Moral economics has some permanence because the basic conditions of human life have some permanence.

  • Resources are limited.
  • Human beings are dependent upon one another.
  • Power is unevenly distributed.
  • Actions have consequences.
  • Needs compete.

The future can be burdened by the decisions of the present.

These facts do not depend upon belief in God, angels, devils, resurrection, sin or atonement.

The principles may remain steady while their application changes. Responsibility, reciprocity, restraint, stewardship and concern for consequences can survive changing knowledge and changing social conditions.

This avoids replacing one rigid system with another.

Moral economics must remain open to evidence. It must be willing to revise its judgements when consequences differ from what was expected. It should distrust moral slogans, whether religious or secular, when they conceal costs or silence disagreement.

10. After the Church

The decline of the institutional Church leaves a moral vacancy.

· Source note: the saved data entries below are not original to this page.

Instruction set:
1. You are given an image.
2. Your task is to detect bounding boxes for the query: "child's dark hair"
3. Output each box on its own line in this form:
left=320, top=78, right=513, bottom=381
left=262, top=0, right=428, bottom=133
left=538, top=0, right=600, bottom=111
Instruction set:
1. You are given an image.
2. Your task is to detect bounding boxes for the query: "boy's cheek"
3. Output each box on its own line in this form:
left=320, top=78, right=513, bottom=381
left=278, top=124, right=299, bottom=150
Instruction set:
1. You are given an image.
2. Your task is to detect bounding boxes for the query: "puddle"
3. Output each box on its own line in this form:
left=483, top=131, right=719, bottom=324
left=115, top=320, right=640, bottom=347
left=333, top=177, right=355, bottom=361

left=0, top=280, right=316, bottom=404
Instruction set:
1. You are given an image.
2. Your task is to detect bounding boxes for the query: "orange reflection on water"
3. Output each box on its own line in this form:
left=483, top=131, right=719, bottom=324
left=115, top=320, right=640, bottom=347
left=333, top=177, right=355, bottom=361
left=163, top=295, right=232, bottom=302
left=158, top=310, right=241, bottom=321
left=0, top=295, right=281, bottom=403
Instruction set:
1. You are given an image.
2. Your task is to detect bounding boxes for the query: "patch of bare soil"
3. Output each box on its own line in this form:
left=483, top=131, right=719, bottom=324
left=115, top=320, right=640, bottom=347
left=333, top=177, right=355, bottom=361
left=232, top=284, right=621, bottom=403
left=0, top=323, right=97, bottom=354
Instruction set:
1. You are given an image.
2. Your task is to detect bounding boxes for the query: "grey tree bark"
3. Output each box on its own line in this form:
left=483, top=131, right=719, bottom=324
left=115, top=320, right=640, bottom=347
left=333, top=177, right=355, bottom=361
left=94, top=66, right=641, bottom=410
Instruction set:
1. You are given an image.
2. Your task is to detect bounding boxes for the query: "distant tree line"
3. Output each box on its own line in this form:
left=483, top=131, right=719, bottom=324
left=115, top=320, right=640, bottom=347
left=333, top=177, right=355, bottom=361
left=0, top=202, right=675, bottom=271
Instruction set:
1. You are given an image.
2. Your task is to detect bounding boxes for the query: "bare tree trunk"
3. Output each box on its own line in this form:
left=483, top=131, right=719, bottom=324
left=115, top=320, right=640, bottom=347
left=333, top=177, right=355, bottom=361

Secular society has retained many Christian impulses while often losing the framework which once limited and interpreted them. Compassion can become unbounded. Sacrifice can be demanded from other people. Inclusion can become coercive. Guilt can survive after sin has been rejected.

Moral economics offers a possible discipline.

It asks us to retain compassion while considering capacity, to defend rights while recognising competing rights, to offer hospitality while expecting reciprocity, and to preserve responsibility without returning to religious shame.

The Christian cosmology may be passing away. The moral problems it addressed have not passed away.

We still have a household to manage.

The question is how to manage it fairly, responsibly and with full knowledge of the costs.